A federal judge filed a lawsuit and fined the plaintiff’s lawyers $5,000 after they used ChatGPT to examine court documents citing six bogus cases invented by OpenAI’s artificial intelligence tool.
Lawyers Steven Schwartz and Peter LoDuca of the firm of Levidow, Levidow, & Oberman “breached their responsibilities when they filed non-existent court opinions with false quotes and quotes created by the artificial intelligence tool ChatGPT, then stood by the false opinions following court rulings. orders called into question their existence,” U.S. District Judge Kevin Castel wrote in an order issued yesterday. The attorneys, Castel wrote, “argued for the phony cases and legal arguments” even “after being swayed by their opponents were informed that their quotes did not exist and could not be found.”
The judge imposed a fine of $5,000 to be paid by the two attorneys and their firm under joint and several liability. What’s even more embarrassing for the lawyers is having to send letters to six real judges who have been “misidentified as the author of the false” opinions cited in their legal papers. Castel described the legal analysis in one of the bogus cases as “gibberish”.
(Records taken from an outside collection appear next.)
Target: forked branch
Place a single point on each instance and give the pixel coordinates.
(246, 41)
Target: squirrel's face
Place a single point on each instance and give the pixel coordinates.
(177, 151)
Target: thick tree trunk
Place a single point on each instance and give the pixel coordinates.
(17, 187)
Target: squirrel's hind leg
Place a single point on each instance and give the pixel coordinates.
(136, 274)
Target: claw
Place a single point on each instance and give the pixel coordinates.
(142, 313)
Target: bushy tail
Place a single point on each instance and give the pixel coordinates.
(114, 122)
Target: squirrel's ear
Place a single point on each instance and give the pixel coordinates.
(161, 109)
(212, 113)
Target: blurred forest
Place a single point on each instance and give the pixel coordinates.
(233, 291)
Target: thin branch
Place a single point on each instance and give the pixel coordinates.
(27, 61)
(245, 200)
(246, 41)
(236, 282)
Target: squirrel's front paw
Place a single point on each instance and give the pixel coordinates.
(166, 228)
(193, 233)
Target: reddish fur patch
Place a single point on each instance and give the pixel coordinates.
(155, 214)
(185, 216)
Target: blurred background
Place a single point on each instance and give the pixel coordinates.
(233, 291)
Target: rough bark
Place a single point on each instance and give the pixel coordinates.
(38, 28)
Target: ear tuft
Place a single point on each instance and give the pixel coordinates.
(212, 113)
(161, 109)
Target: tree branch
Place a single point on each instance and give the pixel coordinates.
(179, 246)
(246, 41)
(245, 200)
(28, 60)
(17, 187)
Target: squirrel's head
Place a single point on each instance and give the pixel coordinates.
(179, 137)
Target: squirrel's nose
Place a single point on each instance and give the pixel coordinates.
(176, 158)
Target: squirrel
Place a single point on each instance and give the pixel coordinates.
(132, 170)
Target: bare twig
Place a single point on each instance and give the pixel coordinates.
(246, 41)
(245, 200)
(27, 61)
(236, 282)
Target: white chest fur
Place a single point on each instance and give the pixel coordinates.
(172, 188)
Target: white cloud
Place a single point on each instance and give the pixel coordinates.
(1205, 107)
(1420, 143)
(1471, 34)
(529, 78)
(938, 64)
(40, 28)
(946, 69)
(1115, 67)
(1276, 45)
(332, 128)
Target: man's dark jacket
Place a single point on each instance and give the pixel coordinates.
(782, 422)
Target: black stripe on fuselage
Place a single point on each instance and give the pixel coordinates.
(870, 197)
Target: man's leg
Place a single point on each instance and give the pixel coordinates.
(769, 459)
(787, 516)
“The court will require defendants to notify their client and the judges whose names have been wrongly invoked of the sanctions imposed,” Castel wrote. “The Court will not demand an apology from respondents because a forced apology is not a sincere apology. Any decision to apologize is left to the respondents.”
Filing false opinions in court harms the lawyer’s client, wastes the court’s time, forces the opposing party to “waste time and money exposing the fraud” and causes “potential damage to the reputation of judges and courts whose names are falsely invoked as authors of the false opinions and reputation of a party attributed to fictitious conduct,” Castel wrote. “It promotes cynicism about the legal profession and the American legal system. And a prospective litigant may be tempted to defy a court ruling by falsely claiming that there is doubt about its authenticity.”
Case rejected
As we wrote last month, Schwartz admitted to using ChatGPT for research and failed to verify that the AI chatbot’s “legal opinions” were accurate. Schwartz wrote in an affidavit that he had “never used ChatGPT as a source for legal research prior to this occurrence and was therefore unaware of the possibility that its contents may be inaccurate.”
The real case, Roberto Mata vs Avianca, was originally filed in a state court in New York, but was moved to the United States District Court for the Southern District of New York. Schwartz represented Mata in state court, but was not allowed to practice in federal court. Schwartz continued to write the legal briefs, and LoDuca filed them under his own name.
Mata claimed damages for injuries suffered on an Avianca flight from El Salvador to New York in August 2019, when a metal snack and drink cart hit his knee. Mata’s lawyers used ChatGPT’s bogus quotes to argue that the case should be referred back to New York State Court, where a three-year statute of limitations would apply.
Unsurprisingly, their argument about false business was not convincing in court. In addition to punishing the lawyers, Castel granted Avianca’s motion to dismiss the case yesterday. The judge agreed with the defendant that a two-year statute of limitations under the Montreal Convention applies and that the plaintiff’s lawsuit was overdue.
“I just never thought it could be made up”
The dispute over false precedents played out over a few months. On March 1, Mata’s lawyers cited the bogus cases in a preliminary injunction opposing Avianca’s motion to dismiss the case.
But if the case had ended when the defendants openly disclosed their actions shortly after they received the defendant’s letter of March 15 questioning the existence of the cases, or after they rejected the orders of the Court of 11 and April 12th requiring the submission of the cases, the record would now look very different,” Castel wrote. “Instead, individual respondents doubled down and only began to trickle out the truth on May 25, after the court issued an order to show why one of the individual respondents should not be punished.”
Castel found the lawyers guilty of “bad faith” and “acts of deliberate avoidance and false and misleading statements to the court”. While Schwartz wrote the fake legal documents, LoDuca did not check them for accuracy.
“Mr. LoDuca simply relied on the belief that the work of Mr. Schwartz, a colleague of more than twenty-five years, would be reliable,” Castel wrote. But Schwartz’s practice was exclusively for state court. The lawyers admitted in a bill of law that Schwartz was trying to “investigate a federal bankruptcy case with which he was completely unfamiliar.”
At a June 8 hearing on possible sanctions, Schwartz testified that he “operated under the false perception that this website [ChatGPT] couldn’t possibly make things up on my own.” Schwartz stated, “I just didn’t think the case could be made up, so I didn’t look at it from that point of view… My response was: ChatGPT finds that case somewhere. Maybe it wasn’t published. Perhaps there has been an objection. Maybe access is difficult to get. I just never thought it could be made up.”
The Levidow firm had no Westlaw or LexisNexis accounts, instead using a Fastcase account that had limited access to federal cases. Schwartz testified that he “heard about this new site that I assumed – I wrongly assumed it was a super search engine called ChatGPT, which is what I was using.”